Un testa a testa che si riflette anche nella proiezione dei seggi in parlamento: il blocco di sinistra ne otterrebbe 176, poco sopra la maggioranza assoluta di 175, contro i 173 della destra-estrema destra. Le prime stime lasciano presagire una lunga notte elettorale per annunciare i vincitori in uno scenario senza precedenti per il Paese chiamato ad assumere la presidenza di turno dell'Unione europea il primo gennaio e a finalizzare la sua storica candidatura alla Nato.
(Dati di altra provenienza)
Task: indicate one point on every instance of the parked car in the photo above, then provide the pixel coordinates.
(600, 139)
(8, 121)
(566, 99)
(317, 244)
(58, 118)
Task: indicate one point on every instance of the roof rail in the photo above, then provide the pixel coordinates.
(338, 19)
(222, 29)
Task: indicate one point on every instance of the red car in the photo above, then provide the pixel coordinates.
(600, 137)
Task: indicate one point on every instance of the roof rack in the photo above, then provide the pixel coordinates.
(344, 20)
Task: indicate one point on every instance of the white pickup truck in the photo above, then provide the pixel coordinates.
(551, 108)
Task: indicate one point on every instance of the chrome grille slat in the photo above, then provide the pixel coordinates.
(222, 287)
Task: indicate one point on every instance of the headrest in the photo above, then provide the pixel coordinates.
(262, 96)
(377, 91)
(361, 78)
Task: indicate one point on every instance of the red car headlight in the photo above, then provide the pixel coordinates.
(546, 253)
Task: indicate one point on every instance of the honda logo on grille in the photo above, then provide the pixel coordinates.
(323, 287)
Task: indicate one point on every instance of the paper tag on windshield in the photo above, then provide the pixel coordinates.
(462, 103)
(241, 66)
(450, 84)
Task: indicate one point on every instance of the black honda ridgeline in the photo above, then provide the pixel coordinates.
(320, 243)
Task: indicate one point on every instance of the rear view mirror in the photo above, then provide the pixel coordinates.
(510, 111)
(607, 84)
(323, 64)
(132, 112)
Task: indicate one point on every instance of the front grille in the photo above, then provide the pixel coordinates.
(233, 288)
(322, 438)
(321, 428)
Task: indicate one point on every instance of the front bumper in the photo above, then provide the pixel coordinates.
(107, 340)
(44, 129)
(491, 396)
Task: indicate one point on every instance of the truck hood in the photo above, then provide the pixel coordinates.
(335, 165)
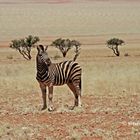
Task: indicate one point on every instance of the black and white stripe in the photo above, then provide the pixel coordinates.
(56, 74)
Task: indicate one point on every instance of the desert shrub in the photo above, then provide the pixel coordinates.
(64, 45)
(24, 46)
(113, 44)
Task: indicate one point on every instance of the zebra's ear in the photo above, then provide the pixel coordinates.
(46, 47)
(40, 49)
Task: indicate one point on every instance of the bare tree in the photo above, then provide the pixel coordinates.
(24, 46)
(64, 45)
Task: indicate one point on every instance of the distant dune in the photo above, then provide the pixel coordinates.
(60, 18)
(60, 1)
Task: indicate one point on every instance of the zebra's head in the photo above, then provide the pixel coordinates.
(42, 55)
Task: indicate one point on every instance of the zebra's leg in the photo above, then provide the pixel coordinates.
(50, 96)
(73, 89)
(78, 94)
(43, 89)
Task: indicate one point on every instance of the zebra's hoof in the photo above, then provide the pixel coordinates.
(50, 109)
(43, 108)
(71, 107)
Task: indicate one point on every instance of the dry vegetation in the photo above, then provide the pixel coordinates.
(110, 88)
(110, 97)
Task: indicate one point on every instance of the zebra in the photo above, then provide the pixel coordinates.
(56, 74)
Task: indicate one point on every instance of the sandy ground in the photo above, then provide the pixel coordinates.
(110, 89)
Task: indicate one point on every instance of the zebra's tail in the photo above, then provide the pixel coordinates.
(80, 85)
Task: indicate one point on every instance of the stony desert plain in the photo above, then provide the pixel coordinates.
(110, 85)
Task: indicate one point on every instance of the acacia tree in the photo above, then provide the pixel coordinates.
(113, 44)
(64, 45)
(77, 48)
(24, 46)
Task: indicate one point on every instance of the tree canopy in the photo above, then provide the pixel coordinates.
(24, 46)
(113, 44)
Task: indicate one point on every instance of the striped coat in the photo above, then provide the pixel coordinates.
(56, 74)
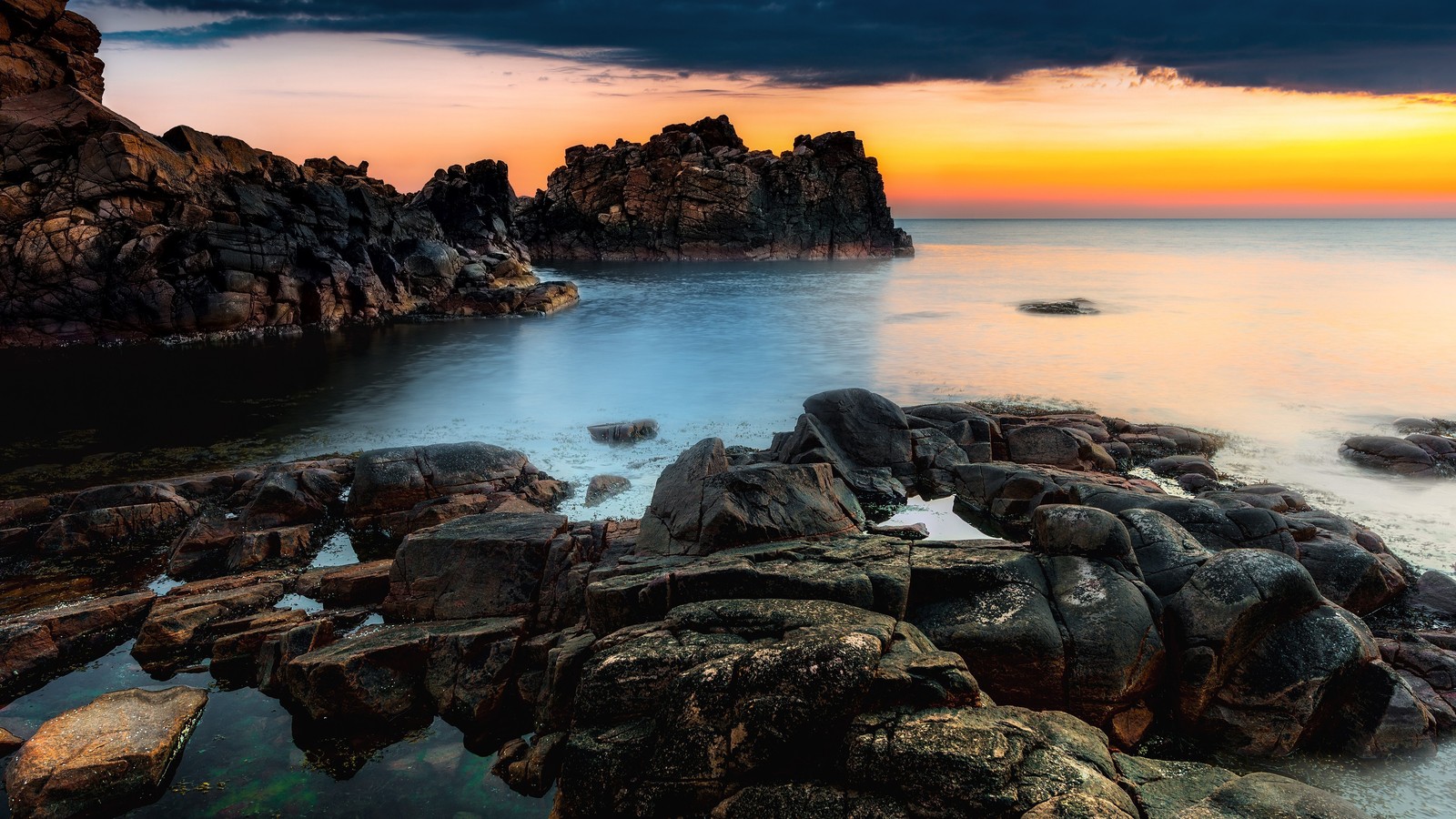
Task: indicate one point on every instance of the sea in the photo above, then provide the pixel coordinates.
(1285, 336)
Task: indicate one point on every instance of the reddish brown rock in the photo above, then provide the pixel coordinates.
(182, 624)
(36, 646)
(102, 756)
(407, 489)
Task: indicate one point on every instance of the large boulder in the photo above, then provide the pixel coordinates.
(703, 504)
(1053, 632)
(109, 232)
(104, 756)
(477, 566)
(36, 646)
(865, 571)
(1256, 652)
(405, 489)
(698, 193)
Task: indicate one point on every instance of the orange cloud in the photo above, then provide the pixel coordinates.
(1107, 142)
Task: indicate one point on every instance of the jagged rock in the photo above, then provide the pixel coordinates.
(359, 584)
(182, 622)
(9, 743)
(1416, 455)
(478, 566)
(1069, 308)
(397, 672)
(864, 571)
(672, 716)
(109, 232)
(36, 646)
(1191, 790)
(703, 504)
(1043, 632)
(104, 756)
(1257, 651)
(108, 518)
(43, 46)
(604, 487)
(407, 489)
(866, 440)
(623, 431)
(698, 193)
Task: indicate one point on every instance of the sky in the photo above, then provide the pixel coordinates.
(975, 108)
Mai prima d'ora, infatti, la destra tradizionale svedese, guidata dal conservatore Ulf Kristersson, candidato alla poltrona di primo ministro, aveva considerato di governare con il sostegno diretto o indiretto dei Democratici Svedesi.
Oggi invece l'ascesa di Jimmie Akesson non potrà più essere ignorata. Nato nel 1988 dal gruppo neonazista Bevara Sverige Svenskt dalle ceneri di movimenti neonazisti e suprematisti, il suo partito ha ristagnato all'1% per anni, riuscendo a entrare al Riksdag solo nel 2010. Con il suo 'Sverige ska bli bra igen' (la Svezia tornerà ad essere bella) di trumpiana memoria, e una retorica xenofoba e anti-immigrazione, cavalcando la correlazione tra criminalità, migranti e sicurezza in un Paese attraversato da guerre mortali tra baby gang, l'ex web designer è riuscito a poco a poco a fare breccia tra le classi lavoratrici, i pensionati e le persone poco qualificate, in maggioranza uomini. Nessun mistero nemmeno sulle sue posizioni in Europa, dove fa parte del Partito dei Conservatori e dei Riformisti Europei (Ecr) di Giorgia Meloni. Il suo nuovo record, vada come vada, resterà nella storia della patria della socialdemocrazia.